Diffusion of Hydrogen in Pd Assisted by Inelastic Ballistic Hot Electrons

TL;DR

This paper explains how inelastic ballistic hot electrons influence hydrogen diffusion in palladium, revealing that s-band electrons drive the process and account for experimental symmetry observations.

Contribution

It introduces a model combining ballistic electron microscopy and electron-phonon scattering to explain hydrogen diffusion driven solely by s-band electrons.

Findings

Hydrogen diffusion is driven by s-band electrons.

The model explains the symmetry in diffusion rates for positive and negative voltages.

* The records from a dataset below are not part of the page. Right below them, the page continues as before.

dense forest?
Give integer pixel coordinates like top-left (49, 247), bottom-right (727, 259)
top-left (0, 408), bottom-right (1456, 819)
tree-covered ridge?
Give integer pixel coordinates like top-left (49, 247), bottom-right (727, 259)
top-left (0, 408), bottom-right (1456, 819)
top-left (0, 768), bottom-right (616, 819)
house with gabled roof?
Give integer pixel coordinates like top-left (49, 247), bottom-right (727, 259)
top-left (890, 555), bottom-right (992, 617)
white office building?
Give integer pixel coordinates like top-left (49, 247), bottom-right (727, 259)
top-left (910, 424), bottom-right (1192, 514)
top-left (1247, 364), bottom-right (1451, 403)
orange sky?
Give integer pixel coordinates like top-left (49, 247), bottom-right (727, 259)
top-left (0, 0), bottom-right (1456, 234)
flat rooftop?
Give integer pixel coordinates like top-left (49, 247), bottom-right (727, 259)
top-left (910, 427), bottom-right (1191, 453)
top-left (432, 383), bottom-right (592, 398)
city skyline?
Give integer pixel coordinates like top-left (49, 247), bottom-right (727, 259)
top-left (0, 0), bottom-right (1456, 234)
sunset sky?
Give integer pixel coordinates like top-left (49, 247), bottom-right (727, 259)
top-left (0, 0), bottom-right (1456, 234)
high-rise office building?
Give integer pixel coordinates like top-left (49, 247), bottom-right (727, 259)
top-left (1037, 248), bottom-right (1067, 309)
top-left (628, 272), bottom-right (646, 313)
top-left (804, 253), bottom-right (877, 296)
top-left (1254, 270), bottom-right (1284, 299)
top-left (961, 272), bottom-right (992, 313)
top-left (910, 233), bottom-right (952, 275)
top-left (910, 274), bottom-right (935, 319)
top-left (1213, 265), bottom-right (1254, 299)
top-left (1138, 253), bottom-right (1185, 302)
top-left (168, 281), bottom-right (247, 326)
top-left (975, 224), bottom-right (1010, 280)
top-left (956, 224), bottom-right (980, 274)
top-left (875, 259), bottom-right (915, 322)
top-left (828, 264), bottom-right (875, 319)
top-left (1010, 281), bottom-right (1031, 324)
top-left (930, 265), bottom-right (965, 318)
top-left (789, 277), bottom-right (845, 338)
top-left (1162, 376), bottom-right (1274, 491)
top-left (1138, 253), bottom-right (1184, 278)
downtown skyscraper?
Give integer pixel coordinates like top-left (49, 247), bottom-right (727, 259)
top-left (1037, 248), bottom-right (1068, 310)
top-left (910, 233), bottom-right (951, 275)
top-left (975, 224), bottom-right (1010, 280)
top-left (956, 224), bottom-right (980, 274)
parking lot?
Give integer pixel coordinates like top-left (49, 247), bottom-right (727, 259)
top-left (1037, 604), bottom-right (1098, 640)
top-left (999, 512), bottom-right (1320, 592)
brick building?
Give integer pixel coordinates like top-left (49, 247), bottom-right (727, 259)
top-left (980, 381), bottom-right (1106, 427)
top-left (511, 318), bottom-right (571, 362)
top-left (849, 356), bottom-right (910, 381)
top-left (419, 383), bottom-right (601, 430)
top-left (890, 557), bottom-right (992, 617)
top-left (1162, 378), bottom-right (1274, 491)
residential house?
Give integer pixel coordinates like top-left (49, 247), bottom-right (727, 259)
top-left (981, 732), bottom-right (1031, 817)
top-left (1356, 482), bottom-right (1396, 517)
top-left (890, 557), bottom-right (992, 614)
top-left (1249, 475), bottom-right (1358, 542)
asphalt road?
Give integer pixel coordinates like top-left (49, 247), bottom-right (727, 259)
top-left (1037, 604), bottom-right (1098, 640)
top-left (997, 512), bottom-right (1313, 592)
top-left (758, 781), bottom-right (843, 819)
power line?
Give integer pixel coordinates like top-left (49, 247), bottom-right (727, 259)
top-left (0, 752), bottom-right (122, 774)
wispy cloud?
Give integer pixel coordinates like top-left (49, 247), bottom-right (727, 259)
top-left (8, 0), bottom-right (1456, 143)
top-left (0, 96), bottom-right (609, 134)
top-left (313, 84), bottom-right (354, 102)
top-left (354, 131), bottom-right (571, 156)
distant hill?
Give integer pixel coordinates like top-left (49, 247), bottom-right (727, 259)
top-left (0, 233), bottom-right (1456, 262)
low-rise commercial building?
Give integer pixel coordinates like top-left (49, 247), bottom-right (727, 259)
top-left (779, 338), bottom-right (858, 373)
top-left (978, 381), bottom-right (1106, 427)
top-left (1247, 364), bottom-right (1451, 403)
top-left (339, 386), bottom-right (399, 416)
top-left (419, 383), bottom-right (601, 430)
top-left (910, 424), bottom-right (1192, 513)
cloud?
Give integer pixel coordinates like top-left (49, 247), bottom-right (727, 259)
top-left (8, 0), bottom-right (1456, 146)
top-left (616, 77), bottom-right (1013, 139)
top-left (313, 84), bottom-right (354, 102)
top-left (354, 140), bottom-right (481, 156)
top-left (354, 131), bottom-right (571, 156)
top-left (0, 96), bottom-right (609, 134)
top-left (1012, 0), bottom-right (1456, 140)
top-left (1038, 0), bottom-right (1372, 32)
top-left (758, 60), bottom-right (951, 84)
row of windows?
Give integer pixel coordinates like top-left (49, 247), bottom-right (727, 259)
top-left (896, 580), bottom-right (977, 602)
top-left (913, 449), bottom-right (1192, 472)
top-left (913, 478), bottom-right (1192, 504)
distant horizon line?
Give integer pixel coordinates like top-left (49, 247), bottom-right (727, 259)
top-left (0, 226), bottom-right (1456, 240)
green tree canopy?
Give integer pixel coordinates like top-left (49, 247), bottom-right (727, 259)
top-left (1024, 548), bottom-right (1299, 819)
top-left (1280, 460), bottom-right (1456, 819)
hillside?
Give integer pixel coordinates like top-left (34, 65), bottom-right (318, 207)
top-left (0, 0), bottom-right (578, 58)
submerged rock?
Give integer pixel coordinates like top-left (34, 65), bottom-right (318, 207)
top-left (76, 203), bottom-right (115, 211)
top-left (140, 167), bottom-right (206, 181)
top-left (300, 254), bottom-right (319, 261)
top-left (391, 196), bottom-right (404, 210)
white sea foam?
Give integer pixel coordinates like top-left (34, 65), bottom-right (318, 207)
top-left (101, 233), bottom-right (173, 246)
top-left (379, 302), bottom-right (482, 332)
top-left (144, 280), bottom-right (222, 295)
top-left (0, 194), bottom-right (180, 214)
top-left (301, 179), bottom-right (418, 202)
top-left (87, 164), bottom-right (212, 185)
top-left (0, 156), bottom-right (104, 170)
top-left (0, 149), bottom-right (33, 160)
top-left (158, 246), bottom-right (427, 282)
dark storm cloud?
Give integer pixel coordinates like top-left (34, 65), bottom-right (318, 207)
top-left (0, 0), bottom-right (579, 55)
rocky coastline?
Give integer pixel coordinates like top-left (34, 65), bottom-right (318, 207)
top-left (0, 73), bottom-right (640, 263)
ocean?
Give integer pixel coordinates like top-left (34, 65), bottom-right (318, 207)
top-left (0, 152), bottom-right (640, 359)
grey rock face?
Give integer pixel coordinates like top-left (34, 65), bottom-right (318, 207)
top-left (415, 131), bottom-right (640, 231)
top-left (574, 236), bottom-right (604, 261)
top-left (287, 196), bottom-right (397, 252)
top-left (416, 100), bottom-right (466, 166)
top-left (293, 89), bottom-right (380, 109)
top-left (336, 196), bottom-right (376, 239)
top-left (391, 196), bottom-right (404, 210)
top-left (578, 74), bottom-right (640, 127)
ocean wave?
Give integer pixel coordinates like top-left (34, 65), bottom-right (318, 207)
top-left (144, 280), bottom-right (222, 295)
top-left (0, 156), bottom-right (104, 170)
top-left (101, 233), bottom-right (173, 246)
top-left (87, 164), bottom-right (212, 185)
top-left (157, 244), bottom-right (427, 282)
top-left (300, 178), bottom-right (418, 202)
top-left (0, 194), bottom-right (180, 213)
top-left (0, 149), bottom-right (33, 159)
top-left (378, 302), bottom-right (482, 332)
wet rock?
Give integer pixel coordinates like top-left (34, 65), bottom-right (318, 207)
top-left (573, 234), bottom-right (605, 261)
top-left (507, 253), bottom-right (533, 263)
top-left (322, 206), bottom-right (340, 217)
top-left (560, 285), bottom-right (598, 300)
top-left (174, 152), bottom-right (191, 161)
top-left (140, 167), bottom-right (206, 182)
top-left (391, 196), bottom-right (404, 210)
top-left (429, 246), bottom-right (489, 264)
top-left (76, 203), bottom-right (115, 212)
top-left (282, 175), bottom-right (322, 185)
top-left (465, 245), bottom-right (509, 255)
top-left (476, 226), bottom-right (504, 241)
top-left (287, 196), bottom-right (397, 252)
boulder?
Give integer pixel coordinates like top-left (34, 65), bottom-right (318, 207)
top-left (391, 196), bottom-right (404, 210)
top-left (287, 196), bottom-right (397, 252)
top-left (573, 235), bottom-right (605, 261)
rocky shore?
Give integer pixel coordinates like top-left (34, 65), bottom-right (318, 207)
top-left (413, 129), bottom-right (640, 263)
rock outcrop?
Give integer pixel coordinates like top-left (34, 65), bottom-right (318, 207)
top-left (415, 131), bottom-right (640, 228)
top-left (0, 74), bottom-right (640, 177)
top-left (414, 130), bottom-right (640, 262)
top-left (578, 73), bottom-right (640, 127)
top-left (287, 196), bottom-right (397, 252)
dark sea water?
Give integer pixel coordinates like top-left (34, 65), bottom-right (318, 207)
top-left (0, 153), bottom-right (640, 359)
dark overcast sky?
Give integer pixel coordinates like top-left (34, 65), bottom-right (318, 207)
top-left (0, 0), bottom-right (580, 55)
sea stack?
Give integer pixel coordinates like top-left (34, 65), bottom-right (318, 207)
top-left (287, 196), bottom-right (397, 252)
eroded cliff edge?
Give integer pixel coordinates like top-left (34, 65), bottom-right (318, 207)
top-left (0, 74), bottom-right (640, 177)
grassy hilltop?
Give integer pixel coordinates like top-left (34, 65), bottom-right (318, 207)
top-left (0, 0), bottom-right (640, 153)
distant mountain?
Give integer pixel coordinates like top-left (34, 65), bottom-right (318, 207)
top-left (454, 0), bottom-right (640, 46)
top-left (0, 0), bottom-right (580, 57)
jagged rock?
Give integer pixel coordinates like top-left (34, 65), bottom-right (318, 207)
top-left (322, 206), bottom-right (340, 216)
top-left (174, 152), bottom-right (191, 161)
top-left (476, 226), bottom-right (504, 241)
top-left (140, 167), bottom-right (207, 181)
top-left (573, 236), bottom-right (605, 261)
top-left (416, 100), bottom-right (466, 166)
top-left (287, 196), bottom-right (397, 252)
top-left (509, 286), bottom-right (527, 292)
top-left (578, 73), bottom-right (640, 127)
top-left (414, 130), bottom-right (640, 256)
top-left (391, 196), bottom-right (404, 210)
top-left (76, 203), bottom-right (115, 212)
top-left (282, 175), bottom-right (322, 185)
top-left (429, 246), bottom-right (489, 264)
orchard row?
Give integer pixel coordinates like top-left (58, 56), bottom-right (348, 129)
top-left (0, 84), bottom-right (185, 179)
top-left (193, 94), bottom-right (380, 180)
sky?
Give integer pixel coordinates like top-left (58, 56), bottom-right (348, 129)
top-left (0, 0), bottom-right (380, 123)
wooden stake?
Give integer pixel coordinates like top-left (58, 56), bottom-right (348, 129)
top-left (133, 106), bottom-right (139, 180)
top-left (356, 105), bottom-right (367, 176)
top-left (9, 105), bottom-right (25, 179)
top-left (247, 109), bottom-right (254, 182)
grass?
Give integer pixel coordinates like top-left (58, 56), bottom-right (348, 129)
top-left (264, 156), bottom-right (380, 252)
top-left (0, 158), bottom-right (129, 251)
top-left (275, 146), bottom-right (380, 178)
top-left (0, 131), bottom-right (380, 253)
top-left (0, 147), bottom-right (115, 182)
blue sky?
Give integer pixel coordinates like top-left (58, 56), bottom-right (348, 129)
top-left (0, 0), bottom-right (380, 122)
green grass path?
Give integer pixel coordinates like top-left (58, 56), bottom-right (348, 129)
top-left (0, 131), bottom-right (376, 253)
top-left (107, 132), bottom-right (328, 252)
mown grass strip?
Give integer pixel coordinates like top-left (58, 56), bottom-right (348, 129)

Inelastic ballistic electrons significantly influence hydrogen mobility in Pd.

Abstract

Sykes {\it et al.} [Proc. Natl. Acad. Sci. {\bf 102}, 17907 (2005)] have reported how electrons injected from a scanning tunneling microscope modify the diffusion rates of H buried beneath Pd(111). A key point in that experiment is the symmetry between positive and negative voltages for H extraction, which is difficult to explain in view of the large asymmetry in Pd between the electron and hole densities of states. Combining concepts from the theory of ballistic electron microscopy and electron-phonon scattering we show that H diffusion is driven by the $s$-band electrons only, which explains the observed symmetry.